現在、ソニーFGの中核事業であるソニー生命は、高い生産性を誇るライフプランナーチャネルと代理店チャネルを持ち、ファミリー層と小規模法人を中心とした強固な顧客基盤を有しています。また、ソニー損保は高いブランド認知度と顧客満足度をもとにダイレクト自動車保険でNo.1のシェアを誇り、ソニー銀行はインターネット銀行として、安定成長を続ける住宅ローン事業と利便性の高い外貨預金事業を展開しています。

* 2025年3月末時点。各社公表の本邦ダイレクト自動車保険における元受正味保険料より算出

生命保険事業損害保険事業銀行事業

 

今後のソニーFGのグループ戦略の方向性としては、これまで各事業がそれぞれに発揮してきたコアコンピタンス・機能を、付加価値の伸びがグループ内で最も大きいソニー生命へ実質的に融合し、ソニー生命をコアとしたグループ一体での価値提供を目指していきます。具体的には、ソニー損保が持つ圧倒的な認知度や集客力、ソニー銀行が持つ資金循環基盤など各事業のコアコンピタンスを、事業の垣根を越えてグループ内で活かしていきます。いわば、グループ一体で強固なスクラムを組むことで、グループ横断的な商品・サービスを展開し、新しい金融サービスの創出にチャレンジしていきます。

ソニーFGのグループ戦略の方向性

 

2.「 本邦トップクラスの競争力を有する販売チャネルを中核とするソニー生命がバリュードライバー」

ソニー生命は国内の生命保険業界内で高い成長を誇り、業容もシェアも継続的に拡大しています。その成長ドライバーとなっているのが、ライフプランナーと代理店の両販売チャネルです。ライフプランナーの高い競争優位性は、グループとしての競争力のコアであり、成長の源泉です。この競争優位性は、当社の「厳選採用」、「コンサルティングセールス」、「フルコミッション制度」に支えられています。近年では、個人のお客さまに向けたライフプラン分析システム「GLiP」や法人のお客さまに向けた企業のコンサルティングシステム「Biz-Plan WEB」などの先進的なシステムを活用し、さらなる価値を提供しています。質の高いサービスの提供により、ライフプランナー1名あたりの生産性(一人当たりの新契約年換算保険料)は業界平均*1の約5倍*2を誇ります。代理店サポーター(ソニー生命の代理店向け営業職)は、顧客との接点である保険募集人に対する販売支援のみならず、代理店経営も幅広くサポートしています。結果として、代理店サポーター1名あたりのIFRS新契約価値は、5年で3倍近くに伸長しています。

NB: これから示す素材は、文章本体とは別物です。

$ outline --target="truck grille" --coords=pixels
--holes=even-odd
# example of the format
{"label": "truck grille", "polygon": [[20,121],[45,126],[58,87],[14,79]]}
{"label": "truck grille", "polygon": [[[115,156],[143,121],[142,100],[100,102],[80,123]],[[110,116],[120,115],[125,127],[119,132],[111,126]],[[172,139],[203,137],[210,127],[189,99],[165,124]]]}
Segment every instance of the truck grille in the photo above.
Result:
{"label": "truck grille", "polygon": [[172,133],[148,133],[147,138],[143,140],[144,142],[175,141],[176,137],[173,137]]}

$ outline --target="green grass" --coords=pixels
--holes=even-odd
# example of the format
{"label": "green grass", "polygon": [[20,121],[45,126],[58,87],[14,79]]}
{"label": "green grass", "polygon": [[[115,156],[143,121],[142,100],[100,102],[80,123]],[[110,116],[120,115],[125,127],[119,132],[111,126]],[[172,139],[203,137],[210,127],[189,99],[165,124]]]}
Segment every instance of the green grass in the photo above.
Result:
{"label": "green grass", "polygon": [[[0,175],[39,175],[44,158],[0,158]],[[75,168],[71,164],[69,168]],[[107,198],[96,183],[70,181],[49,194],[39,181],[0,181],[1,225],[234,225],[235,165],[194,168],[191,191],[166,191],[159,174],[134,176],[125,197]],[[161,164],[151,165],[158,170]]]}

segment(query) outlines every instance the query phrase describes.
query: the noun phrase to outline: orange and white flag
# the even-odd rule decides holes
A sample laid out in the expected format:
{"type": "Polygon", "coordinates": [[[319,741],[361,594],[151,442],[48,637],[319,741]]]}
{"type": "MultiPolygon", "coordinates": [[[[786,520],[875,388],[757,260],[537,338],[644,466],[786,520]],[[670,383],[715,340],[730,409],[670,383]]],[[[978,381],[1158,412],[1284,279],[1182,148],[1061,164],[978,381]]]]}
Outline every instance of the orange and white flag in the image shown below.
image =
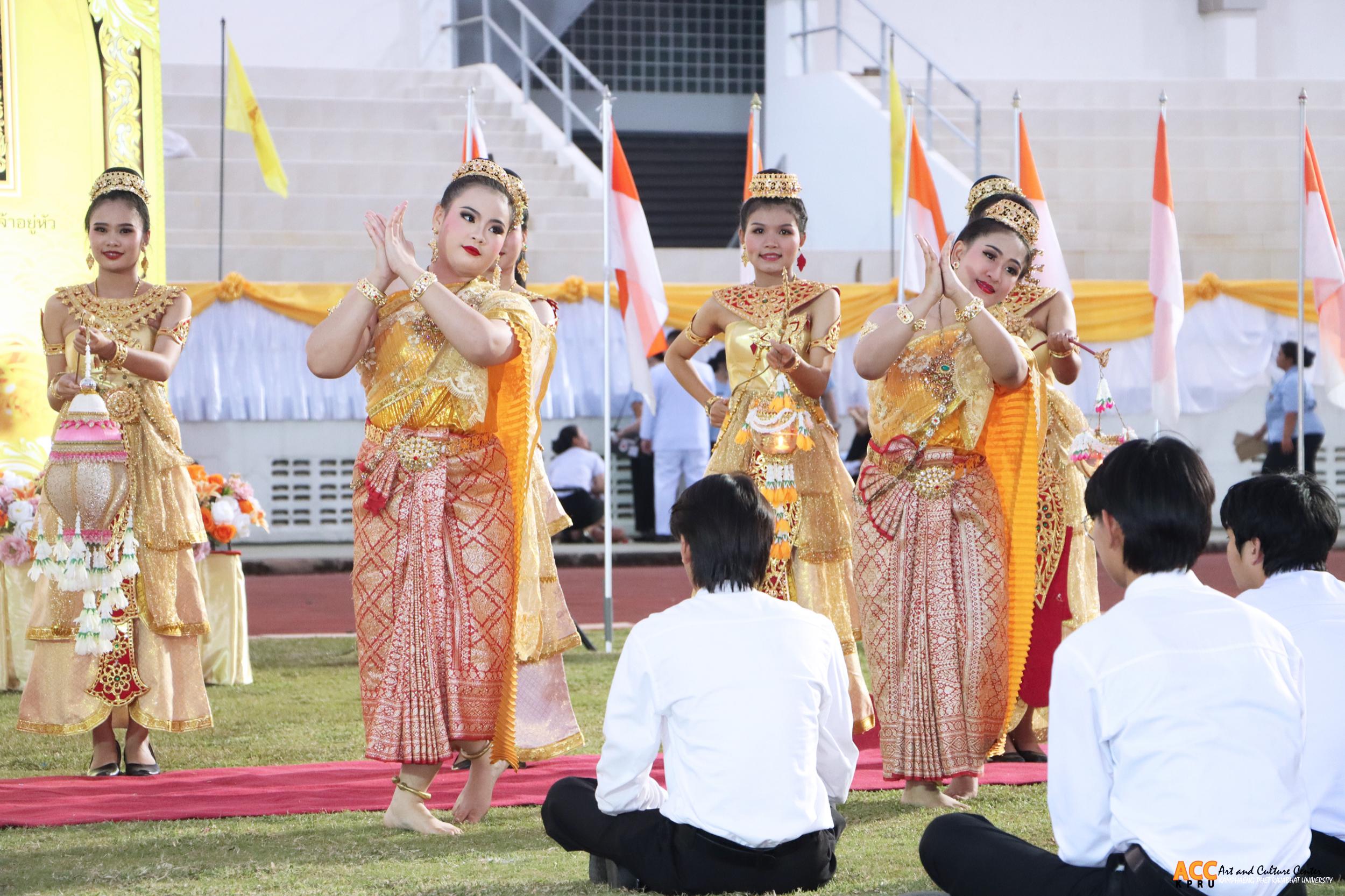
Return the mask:
{"type": "Polygon", "coordinates": [[[490,149],[486,148],[486,132],[476,117],[476,87],[467,91],[467,124],[463,125],[463,161],[472,159],[490,159],[490,149]]]}
{"type": "Polygon", "coordinates": [[[1149,292],[1154,296],[1154,417],[1159,428],[1170,428],[1181,416],[1181,396],[1177,389],[1177,334],[1181,332],[1182,319],[1186,316],[1186,295],[1181,283],[1177,211],[1173,206],[1171,170],[1167,165],[1166,109],[1158,113],[1158,147],[1154,151],[1149,292]]]}
{"type": "MultiPolygon", "coordinates": [[[[752,106],[748,110],[748,160],[742,168],[742,202],[752,196],[752,178],[764,167],[761,164],[761,97],[753,93],[752,106]]],[[[738,281],[752,283],[755,278],[756,268],[752,266],[752,262],[741,264],[738,281]]]]}
{"type": "Polygon", "coordinates": [[[1050,210],[1046,209],[1046,192],[1041,188],[1041,179],[1037,176],[1037,163],[1032,159],[1032,145],[1028,143],[1028,126],[1018,114],[1018,188],[1028,198],[1032,207],[1037,210],[1037,250],[1041,272],[1037,280],[1042,287],[1050,287],[1063,292],[1071,301],[1075,300],[1075,289],[1069,285],[1069,272],[1065,270],[1065,257],[1060,253],[1060,238],[1056,235],[1056,225],[1050,222],[1050,210]]]}
{"type": "Polygon", "coordinates": [[[650,381],[648,358],[667,348],[663,323],[668,318],[668,303],[663,295],[654,238],[644,218],[644,206],[631,176],[631,165],[608,117],[612,135],[608,159],[608,226],[611,233],[612,270],[621,300],[621,323],[625,331],[625,351],[631,362],[631,386],[644,396],[650,410],[654,408],[654,387],[650,381]]]}
{"type": "MultiPolygon", "coordinates": [[[[1328,371],[1345,369],[1345,253],[1332,217],[1332,203],[1326,198],[1326,182],[1317,164],[1313,137],[1303,128],[1303,276],[1313,281],[1313,303],[1317,305],[1317,326],[1321,346],[1330,352],[1336,365],[1328,371]]],[[[1329,381],[1338,379],[1328,375],[1329,381]]],[[[1326,397],[1332,404],[1345,406],[1345,385],[1328,382],[1326,397]]]]}
{"type": "Polygon", "coordinates": [[[939,252],[943,241],[948,238],[948,229],[943,226],[943,211],[939,209],[939,191],[933,186],[933,174],[925,160],[924,148],[920,145],[920,130],[916,128],[915,117],[911,118],[911,151],[907,153],[907,192],[905,215],[907,222],[902,229],[907,233],[905,246],[901,253],[901,266],[905,268],[907,292],[920,292],[924,289],[924,254],[916,237],[924,237],[929,246],[939,252]]]}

国内人口が減少している中で、ソニー生命が顧客を増やしていく鍵は、①国内トップクラスの競争力を有する営業チャネルの活用、②近年伸長著しい法人顧客を起点とした顧客層の拡大、③ソニー損保、ソニー銀行、ソニー・ライフケアとの連携にあります。具体的には、法人顧客としてタッチポイントを確立した経営者・オーナーから、一族資産継承やプレシニア・シニア向けサービスや従業員向けサービス、そこからさらにファミリー層向けサービスへと、連続的な価値提供を行っていきます。また、ソニー生命のライフプランナーでは接点を持つことが困難なZ世代・若年層にはソニー銀行・ソニー損保のコアコンピタンスを活用し、タッチポイントの確保に努めます。このように、全世代・全チャネルの顧客を有機的に結びつけ、価値提供を通じて、ソニー生命を中心としたソニーFGのさらなる成長に努めてまいります。

*1 国内大手生命保険会社4社である日本生命保険相互会社、住友生命保険相互会社、明治安田生命保険相互会社、第一生命保険株式会社の各社公表の単体の数値(営業職員チャネル以外も含む全社業績)の平均

*2 2024年度第3四半期累計を年率換算

 

3.「 保険リスクを中心としたリスクプロファイルとERM(統合的リスク管理)戦略」

ソニーFG連結の経済価値ベースのリスク量の大部分を占めるソニー生命のリスクプロファイルは、継続して保険リスクが中心です。ソニー生命のリスクは、他の上場生命保険会社の平均と比較して、相対的に保険リスクの割合が大きく、市場リスクの比率は小さくなっています。また、市場リスクには株式等のリスクはほぼ含まれておらず、大部分は金利リスクです。資産運用に関しては、健全性の適正水準維持のため、引き続きALM(資産・負債の総合管理)を推進するとともに、リスク分散や超過収益獲得を企図した運用の多様化を図っていきます。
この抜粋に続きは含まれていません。